Objective
This study was undertaken to investigate how gain of function (GOF) of slack channel due to a KCNT1 pathogenic variant induces abnormal neuronal cortical network activity and generates specific electroencephalographic (EEG) patterns of epilepsy in infancy with migrating focal seizures.
Methods
We used detailed microscopic computational models of neurons to explore the impact of GOF of slack channel (explicitly coded) on each subtype of neurons and on a cortical micronetwork. Then, we adapted a thalamocortical macroscopic model considering results obtained in detailed models and immature properties related to epileptic brain in infancy. Finally, we compared simulated EEGs resulting from the macroscopic model with interictal and ictal patterns of affected individuals using our previously reported EEG markers.
Results
The pathogenic variants of KCNT1 strongly decreased the firing rate properties of γ‐aminobutyric acidergic (GABAergic) interneurons and, to a lesser extent, those of pyramidal cells.

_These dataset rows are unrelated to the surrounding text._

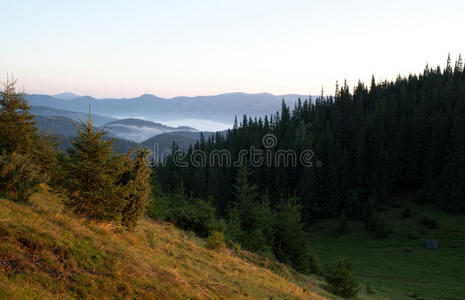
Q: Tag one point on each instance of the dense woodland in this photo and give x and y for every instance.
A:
(406, 134)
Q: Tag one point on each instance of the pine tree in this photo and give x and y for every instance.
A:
(19, 175)
(341, 281)
(17, 129)
(135, 181)
(91, 173)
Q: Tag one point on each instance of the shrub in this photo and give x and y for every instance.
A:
(235, 246)
(340, 279)
(429, 222)
(381, 229)
(313, 262)
(407, 213)
(342, 227)
(215, 241)
(136, 184)
(19, 176)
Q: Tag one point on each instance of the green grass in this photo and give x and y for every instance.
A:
(399, 267)
(48, 254)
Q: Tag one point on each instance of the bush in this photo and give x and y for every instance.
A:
(340, 279)
(19, 176)
(381, 229)
(215, 241)
(235, 246)
(313, 262)
(342, 227)
(429, 222)
(407, 213)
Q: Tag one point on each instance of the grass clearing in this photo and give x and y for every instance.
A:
(398, 267)
(45, 253)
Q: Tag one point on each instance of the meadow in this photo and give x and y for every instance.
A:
(399, 267)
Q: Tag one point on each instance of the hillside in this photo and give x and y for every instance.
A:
(398, 267)
(45, 253)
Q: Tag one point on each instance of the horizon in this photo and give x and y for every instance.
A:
(118, 50)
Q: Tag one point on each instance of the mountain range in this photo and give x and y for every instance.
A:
(220, 108)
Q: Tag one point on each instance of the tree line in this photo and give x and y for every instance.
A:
(371, 141)
(94, 181)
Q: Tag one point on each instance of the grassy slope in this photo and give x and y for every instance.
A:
(398, 267)
(45, 253)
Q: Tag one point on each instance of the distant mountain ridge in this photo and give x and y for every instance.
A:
(75, 116)
(65, 130)
(220, 108)
(139, 130)
(66, 96)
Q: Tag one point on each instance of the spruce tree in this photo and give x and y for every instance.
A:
(91, 173)
(19, 175)
(135, 181)
(17, 129)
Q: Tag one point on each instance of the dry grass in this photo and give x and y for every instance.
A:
(45, 253)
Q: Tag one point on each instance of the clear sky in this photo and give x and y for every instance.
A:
(172, 48)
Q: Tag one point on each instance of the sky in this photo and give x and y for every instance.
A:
(189, 48)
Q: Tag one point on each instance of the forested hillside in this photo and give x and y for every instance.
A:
(406, 134)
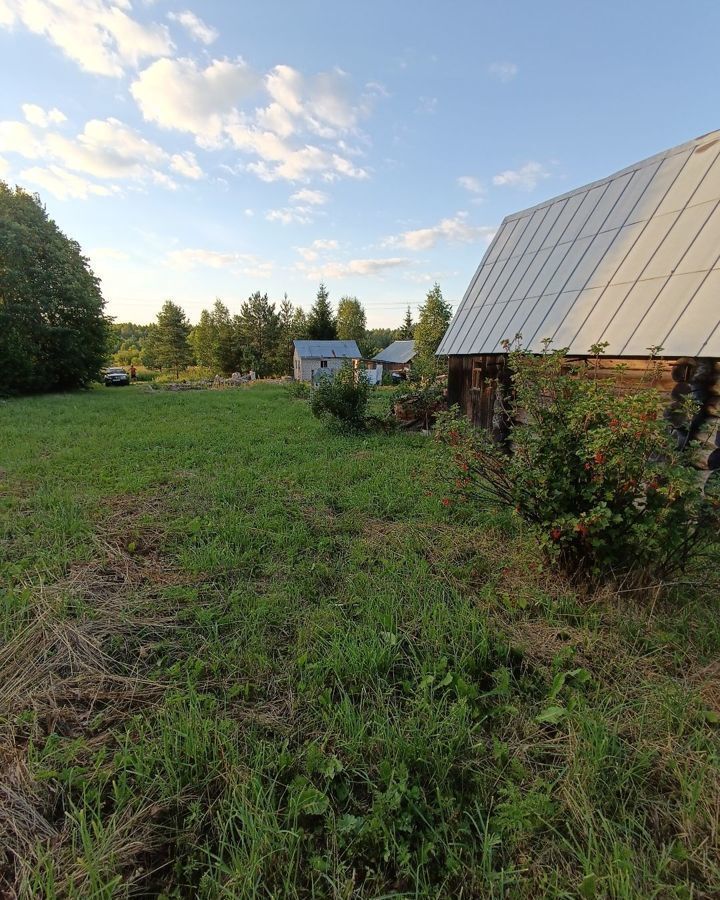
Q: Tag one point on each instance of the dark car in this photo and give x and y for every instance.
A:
(116, 377)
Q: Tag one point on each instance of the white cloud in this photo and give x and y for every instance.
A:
(314, 198)
(311, 253)
(195, 26)
(363, 268)
(106, 150)
(288, 215)
(504, 71)
(473, 186)
(280, 137)
(36, 115)
(101, 37)
(177, 94)
(186, 164)
(526, 178)
(238, 263)
(427, 106)
(63, 184)
(17, 137)
(455, 229)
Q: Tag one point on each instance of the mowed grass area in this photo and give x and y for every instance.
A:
(243, 657)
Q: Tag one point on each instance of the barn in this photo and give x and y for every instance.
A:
(314, 358)
(396, 357)
(632, 260)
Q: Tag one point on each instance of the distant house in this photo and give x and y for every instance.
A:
(632, 260)
(397, 356)
(314, 358)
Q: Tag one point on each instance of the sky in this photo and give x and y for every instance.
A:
(202, 150)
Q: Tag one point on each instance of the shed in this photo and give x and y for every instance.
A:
(397, 356)
(312, 358)
(632, 260)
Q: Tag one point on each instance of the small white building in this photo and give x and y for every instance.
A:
(315, 358)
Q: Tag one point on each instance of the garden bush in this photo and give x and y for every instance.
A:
(341, 399)
(592, 466)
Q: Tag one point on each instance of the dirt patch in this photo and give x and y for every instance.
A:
(76, 665)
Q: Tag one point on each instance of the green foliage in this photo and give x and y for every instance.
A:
(169, 339)
(342, 399)
(406, 332)
(321, 324)
(592, 467)
(351, 320)
(433, 321)
(243, 656)
(258, 331)
(53, 333)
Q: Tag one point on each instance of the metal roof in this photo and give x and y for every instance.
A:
(327, 349)
(633, 259)
(397, 352)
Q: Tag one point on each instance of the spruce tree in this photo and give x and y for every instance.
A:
(434, 318)
(407, 329)
(321, 321)
(170, 340)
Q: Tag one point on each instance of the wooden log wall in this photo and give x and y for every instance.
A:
(474, 383)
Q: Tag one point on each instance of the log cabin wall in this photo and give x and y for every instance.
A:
(473, 386)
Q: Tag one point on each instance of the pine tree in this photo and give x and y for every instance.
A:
(351, 320)
(259, 330)
(171, 345)
(204, 339)
(287, 318)
(407, 329)
(321, 321)
(434, 318)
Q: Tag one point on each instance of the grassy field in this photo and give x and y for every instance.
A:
(243, 657)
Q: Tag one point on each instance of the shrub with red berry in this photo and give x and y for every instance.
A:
(591, 465)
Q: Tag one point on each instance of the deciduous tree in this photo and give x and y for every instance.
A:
(53, 331)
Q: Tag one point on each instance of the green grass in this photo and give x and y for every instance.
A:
(241, 656)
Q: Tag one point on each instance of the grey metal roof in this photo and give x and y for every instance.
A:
(397, 352)
(327, 349)
(633, 259)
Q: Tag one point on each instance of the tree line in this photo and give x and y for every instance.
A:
(260, 337)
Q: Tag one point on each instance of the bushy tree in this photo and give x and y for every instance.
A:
(434, 318)
(170, 339)
(341, 400)
(592, 467)
(321, 324)
(53, 332)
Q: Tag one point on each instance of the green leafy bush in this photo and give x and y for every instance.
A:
(592, 466)
(342, 399)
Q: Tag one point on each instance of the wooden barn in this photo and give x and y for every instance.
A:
(632, 260)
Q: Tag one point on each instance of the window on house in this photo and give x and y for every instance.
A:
(477, 381)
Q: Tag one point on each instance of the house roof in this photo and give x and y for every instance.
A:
(397, 352)
(633, 259)
(327, 349)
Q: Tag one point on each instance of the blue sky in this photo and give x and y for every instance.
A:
(198, 150)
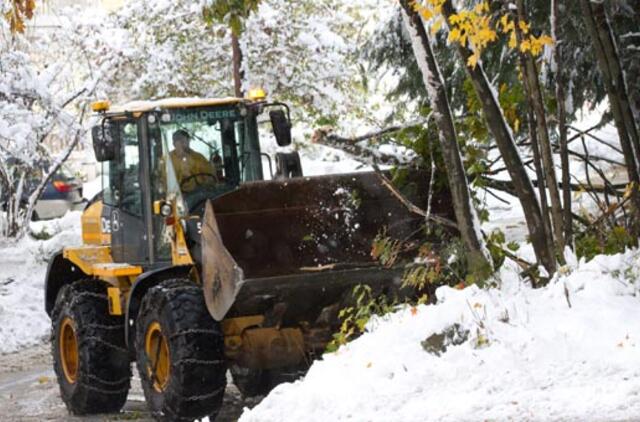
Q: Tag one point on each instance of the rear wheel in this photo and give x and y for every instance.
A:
(180, 353)
(87, 343)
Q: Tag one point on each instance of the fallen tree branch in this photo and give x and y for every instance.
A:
(410, 205)
(351, 145)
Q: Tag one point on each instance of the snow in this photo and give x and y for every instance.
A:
(23, 321)
(529, 356)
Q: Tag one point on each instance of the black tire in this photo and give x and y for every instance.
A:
(190, 382)
(260, 382)
(98, 379)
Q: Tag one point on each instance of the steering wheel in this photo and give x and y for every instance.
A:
(184, 181)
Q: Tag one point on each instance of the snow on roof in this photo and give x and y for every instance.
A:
(174, 102)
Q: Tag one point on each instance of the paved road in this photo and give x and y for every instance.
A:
(29, 392)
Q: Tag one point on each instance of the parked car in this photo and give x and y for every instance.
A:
(63, 193)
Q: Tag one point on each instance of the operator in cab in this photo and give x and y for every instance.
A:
(192, 168)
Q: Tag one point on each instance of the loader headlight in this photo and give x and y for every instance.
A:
(165, 209)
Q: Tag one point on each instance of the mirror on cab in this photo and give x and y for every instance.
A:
(281, 127)
(104, 138)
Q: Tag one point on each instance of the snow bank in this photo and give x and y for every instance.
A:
(23, 321)
(528, 356)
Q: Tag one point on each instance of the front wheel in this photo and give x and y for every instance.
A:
(180, 353)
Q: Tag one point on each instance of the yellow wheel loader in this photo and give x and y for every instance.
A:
(237, 263)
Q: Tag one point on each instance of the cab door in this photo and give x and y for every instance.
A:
(123, 198)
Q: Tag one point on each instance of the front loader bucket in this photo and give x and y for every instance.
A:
(304, 236)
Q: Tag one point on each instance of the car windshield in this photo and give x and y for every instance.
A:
(196, 152)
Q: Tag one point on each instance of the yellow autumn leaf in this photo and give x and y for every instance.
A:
(504, 21)
(473, 60)
(513, 41)
(454, 34)
(436, 26)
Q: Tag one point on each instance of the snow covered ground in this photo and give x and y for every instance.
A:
(23, 321)
(528, 356)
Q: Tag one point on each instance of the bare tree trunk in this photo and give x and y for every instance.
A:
(562, 124)
(537, 163)
(238, 75)
(530, 71)
(506, 144)
(606, 52)
(480, 263)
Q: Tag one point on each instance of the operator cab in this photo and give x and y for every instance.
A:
(179, 151)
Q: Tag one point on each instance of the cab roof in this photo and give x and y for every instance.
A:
(170, 103)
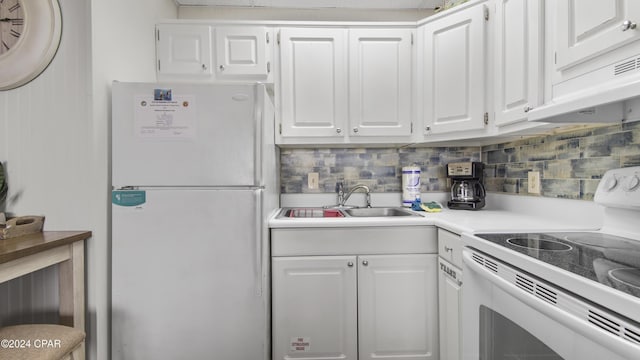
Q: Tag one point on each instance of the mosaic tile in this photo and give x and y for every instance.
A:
(570, 163)
(565, 188)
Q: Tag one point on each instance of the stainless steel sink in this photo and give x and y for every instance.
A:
(378, 212)
(344, 212)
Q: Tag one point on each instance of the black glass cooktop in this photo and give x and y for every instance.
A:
(611, 260)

This change led to hyperexcitability with increased synchronization in a cortical micronetwork. At the macroscopic scale, introducing slack GOF effect resulted in epilepsy of infancy with migrating focal seizures (EIMFS) EEG interictal patterns. Increased excitation‐to‐inhibition ratio triggered seizure, but we had to add dynamic depolarizing GABA between somatostatin‐positive interneurons and pyramidal cells to obtain migrating seizure. The simulated migrating seizures were close to EIMFS seizures, with similar values regarding the delay between the different ictal activities (one of the specific EEG markers of migrating focal seizures due to KCNT1 pathogenic variants).
Significance
This study illustrates the interest of biomathematical models to explore pathophysiological mechanisms bridging the gap between the functional effect of gene pathogenic variants and specific EEG phenotype. Such models can be complementary to in vitro cellular and animal models. This multiscale approach provides an in silico framework that can be further used to identify candidate innovative therapies.